The anti-jihadi centre’s opening was attended by US Under Secretary of State for Public Diplomacy and Public Affairs Richard Stengel and Emirati Minister of State for Foreign Affairs Anwar Gargash, who emphasised that “by tackling the problem of online radicalisation, the Sawab Center will make an important contribution to the stability and security of the region and will make a start in reclaiming the online space from the extremists”.
In an interview with the US-based Arabic-language News channel Alhurra, Stengel said the centre’s aim was to utilise information to stop individuals from being recruited by the Islamic State (ISIS). “If somebody is debating whether to go, tell them that the mythology of what Daesh [an Arabic acronym for ISIS] is creating is false; you know the caliphate isn’t a paradise — there’s no plumbing, there’s no electricity, there’s no internet access.”

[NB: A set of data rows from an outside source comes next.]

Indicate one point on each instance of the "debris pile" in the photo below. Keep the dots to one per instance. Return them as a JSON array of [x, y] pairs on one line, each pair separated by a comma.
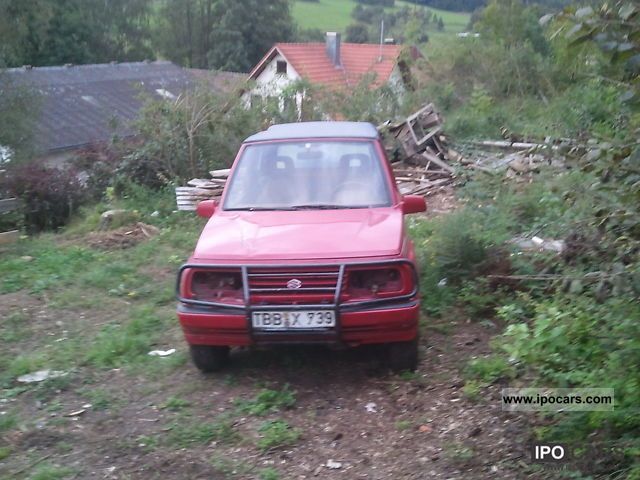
[[200, 189], [416, 147], [517, 157], [419, 154], [123, 237]]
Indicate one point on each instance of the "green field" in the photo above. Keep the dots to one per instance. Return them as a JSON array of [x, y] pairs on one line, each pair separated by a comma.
[[335, 15]]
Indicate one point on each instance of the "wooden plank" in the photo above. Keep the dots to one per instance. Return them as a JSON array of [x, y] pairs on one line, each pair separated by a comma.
[[8, 204], [9, 237], [437, 161]]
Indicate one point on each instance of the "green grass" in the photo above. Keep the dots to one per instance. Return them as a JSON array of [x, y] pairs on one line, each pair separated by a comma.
[[335, 15], [277, 433], [51, 472], [184, 434], [268, 401]]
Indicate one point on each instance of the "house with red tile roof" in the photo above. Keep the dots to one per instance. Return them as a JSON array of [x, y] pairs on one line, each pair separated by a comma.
[[333, 65]]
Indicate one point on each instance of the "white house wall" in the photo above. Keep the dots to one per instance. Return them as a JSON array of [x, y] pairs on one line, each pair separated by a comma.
[[270, 83], [396, 82]]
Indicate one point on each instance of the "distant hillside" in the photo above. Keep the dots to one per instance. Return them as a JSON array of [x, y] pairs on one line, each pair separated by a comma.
[[335, 15], [471, 5]]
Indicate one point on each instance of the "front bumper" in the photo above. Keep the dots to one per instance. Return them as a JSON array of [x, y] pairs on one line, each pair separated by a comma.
[[398, 323], [365, 322]]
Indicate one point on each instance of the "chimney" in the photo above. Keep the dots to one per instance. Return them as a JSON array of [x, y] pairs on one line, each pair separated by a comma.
[[333, 48]]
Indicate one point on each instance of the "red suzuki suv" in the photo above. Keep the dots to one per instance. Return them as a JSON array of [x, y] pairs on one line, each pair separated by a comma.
[[307, 246]]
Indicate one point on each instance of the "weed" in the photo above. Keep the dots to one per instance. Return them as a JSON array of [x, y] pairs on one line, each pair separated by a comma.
[[277, 433], [64, 447], [269, 473], [5, 452], [471, 390], [402, 425], [490, 369], [185, 434], [99, 398], [459, 452], [228, 466], [176, 404], [409, 376], [118, 345], [7, 422], [14, 328], [51, 472], [147, 442], [268, 401]]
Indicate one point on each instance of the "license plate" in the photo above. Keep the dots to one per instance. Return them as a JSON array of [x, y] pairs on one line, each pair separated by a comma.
[[293, 320]]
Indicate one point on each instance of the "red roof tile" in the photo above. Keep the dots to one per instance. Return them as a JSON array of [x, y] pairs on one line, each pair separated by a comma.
[[310, 60]]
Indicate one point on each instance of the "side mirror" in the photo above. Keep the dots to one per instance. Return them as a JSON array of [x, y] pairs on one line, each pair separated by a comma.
[[413, 204], [206, 208]]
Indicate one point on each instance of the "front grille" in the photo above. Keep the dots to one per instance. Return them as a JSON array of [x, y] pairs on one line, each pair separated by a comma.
[[297, 285]]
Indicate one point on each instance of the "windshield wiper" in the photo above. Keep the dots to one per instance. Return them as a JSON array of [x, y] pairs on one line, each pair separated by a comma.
[[259, 209], [319, 207]]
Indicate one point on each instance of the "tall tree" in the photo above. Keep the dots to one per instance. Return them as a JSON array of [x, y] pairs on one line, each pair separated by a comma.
[[52, 32], [245, 31], [183, 31]]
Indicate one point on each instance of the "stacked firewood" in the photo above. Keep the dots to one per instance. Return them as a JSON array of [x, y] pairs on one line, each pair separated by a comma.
[[418, 149], [200, 189]]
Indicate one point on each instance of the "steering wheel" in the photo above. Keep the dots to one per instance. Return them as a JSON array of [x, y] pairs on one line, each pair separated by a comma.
[[350, 183]]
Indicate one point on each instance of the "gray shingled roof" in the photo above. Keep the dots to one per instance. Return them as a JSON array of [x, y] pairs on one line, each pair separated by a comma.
[[81, 104]]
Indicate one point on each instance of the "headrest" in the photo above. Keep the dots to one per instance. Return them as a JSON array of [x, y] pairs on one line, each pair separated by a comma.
[[280, 164], [355, 161]]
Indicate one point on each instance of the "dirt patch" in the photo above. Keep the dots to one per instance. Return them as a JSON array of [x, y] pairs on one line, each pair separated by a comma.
[[123, 237], [419, 426]]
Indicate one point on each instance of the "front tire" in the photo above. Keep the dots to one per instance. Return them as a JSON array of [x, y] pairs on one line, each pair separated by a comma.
[[208, 358], [403, 356]]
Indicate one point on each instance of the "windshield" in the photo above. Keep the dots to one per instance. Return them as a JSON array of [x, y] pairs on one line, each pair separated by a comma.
[[308, 175]]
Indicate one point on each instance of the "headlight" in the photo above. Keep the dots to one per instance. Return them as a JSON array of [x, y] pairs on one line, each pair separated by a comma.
[[376, 282], [222, 286]]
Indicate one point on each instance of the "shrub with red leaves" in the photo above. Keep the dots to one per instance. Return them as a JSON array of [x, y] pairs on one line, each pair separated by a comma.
[[49, 195]]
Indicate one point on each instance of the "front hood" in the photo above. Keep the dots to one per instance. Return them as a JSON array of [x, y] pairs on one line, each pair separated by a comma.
[[301, 235]]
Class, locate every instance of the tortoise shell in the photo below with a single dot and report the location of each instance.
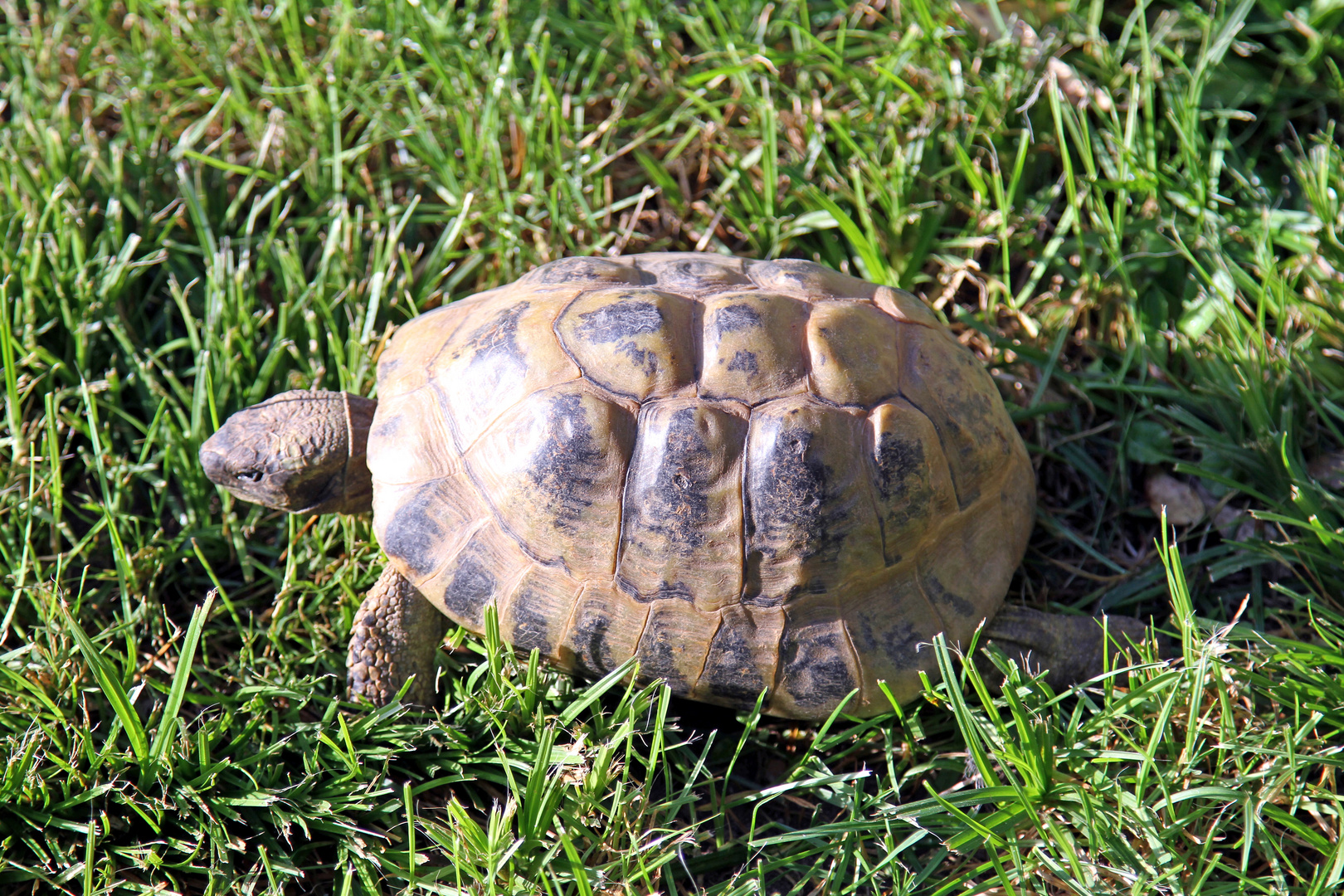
(746, 475)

Despite the scope of the project, the Sawab Center is still in its infancy. Local media were not allowed to attend the launch or visit the actual centre. Sawab is yet to introduce its official online website but has launched accounts on prominent social media platforms, including Twitter, Facebook and YouTube.

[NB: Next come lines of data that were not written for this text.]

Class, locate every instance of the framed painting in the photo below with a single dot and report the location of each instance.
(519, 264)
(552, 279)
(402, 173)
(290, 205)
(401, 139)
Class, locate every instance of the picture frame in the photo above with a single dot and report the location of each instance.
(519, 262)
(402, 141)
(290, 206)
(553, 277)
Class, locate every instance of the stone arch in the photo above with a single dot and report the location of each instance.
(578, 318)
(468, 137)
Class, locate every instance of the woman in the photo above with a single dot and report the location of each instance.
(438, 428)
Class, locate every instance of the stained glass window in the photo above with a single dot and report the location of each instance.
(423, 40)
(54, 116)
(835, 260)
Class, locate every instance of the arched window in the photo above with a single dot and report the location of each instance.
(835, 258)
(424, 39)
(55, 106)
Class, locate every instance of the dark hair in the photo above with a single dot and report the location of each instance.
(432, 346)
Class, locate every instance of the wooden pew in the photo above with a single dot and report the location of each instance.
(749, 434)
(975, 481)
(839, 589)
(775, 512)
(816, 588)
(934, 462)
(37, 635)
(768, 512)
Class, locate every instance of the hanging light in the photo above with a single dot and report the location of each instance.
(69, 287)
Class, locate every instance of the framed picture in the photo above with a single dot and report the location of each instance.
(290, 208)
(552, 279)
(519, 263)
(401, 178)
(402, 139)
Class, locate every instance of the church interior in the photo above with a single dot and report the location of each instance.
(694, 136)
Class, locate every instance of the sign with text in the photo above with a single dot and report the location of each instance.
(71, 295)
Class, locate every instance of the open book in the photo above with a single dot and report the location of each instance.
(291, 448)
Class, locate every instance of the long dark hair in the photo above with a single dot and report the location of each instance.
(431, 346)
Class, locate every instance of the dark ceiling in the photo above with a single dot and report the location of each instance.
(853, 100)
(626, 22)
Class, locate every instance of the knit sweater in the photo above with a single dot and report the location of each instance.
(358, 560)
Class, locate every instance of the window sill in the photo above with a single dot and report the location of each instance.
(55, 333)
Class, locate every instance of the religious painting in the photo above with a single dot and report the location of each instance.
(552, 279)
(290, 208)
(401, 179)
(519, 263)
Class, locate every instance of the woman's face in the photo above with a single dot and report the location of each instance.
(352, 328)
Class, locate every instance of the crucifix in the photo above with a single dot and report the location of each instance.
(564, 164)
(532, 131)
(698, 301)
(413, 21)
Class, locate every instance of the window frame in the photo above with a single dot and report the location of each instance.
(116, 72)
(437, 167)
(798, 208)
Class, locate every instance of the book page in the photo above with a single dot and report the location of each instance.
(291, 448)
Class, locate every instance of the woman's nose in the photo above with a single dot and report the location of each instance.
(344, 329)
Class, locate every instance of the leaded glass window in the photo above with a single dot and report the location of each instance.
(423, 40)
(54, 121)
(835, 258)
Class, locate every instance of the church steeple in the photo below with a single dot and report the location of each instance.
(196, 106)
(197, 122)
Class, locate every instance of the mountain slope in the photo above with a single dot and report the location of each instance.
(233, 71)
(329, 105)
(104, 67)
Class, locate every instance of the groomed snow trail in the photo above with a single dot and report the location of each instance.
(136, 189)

A recent report by the Brookings Institution, The ISIS Twitter Census, revealed that much of ISIS’s social media success can be attributed to a relatively small group of hyperactive users that control 500-2,000 accounts. The report also stated that ISIS-supporting accounts had an average of about 1,000 followers each, considerably higher than an ordinary Twitter user, and that overall ISIS supporter accounts were estimated at 90,000 users.
The report disclosed that the largest cluster of location-enabled accounts was in Iraq and Syria, made up 28% of the overall figure and saw its highest concentration in areas either controlled or contested by ISIS. The next most prevalent location was Saudi Arabia, with 27%. After Syria, Iraq and Saudi Arabia, no single country represented more than 6% of the total.

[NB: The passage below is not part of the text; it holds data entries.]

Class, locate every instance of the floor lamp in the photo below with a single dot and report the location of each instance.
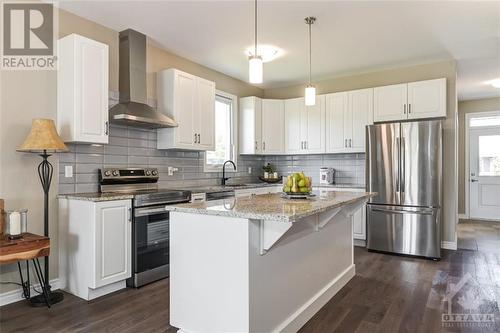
(44, 140)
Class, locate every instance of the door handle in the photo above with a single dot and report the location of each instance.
(397, 211)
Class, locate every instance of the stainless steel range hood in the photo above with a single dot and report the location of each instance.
(132, 109)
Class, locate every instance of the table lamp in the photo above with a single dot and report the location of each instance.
(43, 140)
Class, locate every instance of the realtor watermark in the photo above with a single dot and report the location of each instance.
(472, 309)
(28, 36)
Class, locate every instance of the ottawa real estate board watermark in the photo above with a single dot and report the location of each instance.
(28, 36)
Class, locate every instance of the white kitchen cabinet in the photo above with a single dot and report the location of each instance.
(82, 90)
(95, 246)
(250, 128)
(190, 101)
(414, 100)
(273, 123)
(347, 115)
(427, 99)
(305, 126)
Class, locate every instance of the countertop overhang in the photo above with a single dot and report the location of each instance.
(272, 207)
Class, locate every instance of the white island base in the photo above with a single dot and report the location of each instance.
(233, 274)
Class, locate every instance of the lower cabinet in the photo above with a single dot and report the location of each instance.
(95, 246)
(358, 219)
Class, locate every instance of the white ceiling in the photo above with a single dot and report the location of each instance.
(348, 37)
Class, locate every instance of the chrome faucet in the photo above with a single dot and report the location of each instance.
(224, 178)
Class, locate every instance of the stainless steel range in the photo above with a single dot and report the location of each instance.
(150, 223)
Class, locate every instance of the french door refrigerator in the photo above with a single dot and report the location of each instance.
(404, 166)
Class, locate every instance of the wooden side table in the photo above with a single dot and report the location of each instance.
(29, 247)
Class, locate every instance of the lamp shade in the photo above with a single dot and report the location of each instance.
(43, 137)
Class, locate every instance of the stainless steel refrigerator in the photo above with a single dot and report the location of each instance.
(404, 165)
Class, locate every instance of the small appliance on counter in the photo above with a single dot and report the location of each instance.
(326, 175)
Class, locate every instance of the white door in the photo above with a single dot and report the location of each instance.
(295, 130)
(389, 102)
(336, 108)
(315, 118)
(361, 109)
(427, 99)
(91, 84)
(113, 239)
(273, 123)
(184, 109)
(205, 127)
(484, 168)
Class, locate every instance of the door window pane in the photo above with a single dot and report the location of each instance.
(223, 133)
(489, 155)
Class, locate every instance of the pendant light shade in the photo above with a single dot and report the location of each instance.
(310, 92)
(255, 63)
(310, 95)
(255, 69)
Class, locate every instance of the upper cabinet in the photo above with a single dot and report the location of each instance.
(347, 114)
(304, 126)
(190, 101)
(250, 128)
(415, 100)
(82, 90)
(273, 121)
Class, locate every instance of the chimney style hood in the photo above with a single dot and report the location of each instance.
(132, 109)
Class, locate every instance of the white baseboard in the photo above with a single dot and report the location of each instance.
(309, 309)
(17, 294)
(449, 245)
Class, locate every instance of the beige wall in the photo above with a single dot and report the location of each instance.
(33, 94)
(464, 107)
(436, 70)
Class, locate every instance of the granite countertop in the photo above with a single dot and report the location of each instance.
(96, 196)
(272, 206)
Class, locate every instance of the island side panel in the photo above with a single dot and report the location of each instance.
(209, 273)
(300, 273)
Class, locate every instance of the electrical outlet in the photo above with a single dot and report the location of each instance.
(68, 171)
(171, 170)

According to the Associated Press, US Special Envoy and Coordinator for Strategic Counterterrorism Communications Rashad Hussain said that the centre would employ 15-20 full-time staff, mostly Emiratis, and that the project was estimated to cost tens of millions of dollars, with most of the bill footed by the UAE.
Hussain said Sawab’s efforts to counter the ISIS narrative would include sharing stories of defectors and former radicals, highlighting Muslim victims of terrorism and showcasing living conditions and battlefield realities in ISIS-held areas.
Additionally, the Abu Dhabi centre’s staff would engage social media users on various platforms and work with prominent individuals and organisations to counter ISIS’s messaging, while also hosting a content-sharing platform so partners could upload and download files.
“It’s important that our partners step up in the messaging space in a way that reflects the Muslim communities around the world,” Hussain said. ISIS has been successful in spreading its ideology and recruiting new members on social media platforms, producing slick recruitment videos that often appeal to disenfranchised and misguided Muslim youth.
In Europe, this has led to some governments passing laws requiring social media companies to censor posts deemed terror-related, while in the United States the US Senate Intelligence Committee advanced a bill requiring social media companies to inform authorities when they become aware of terrorist-related content on their sites.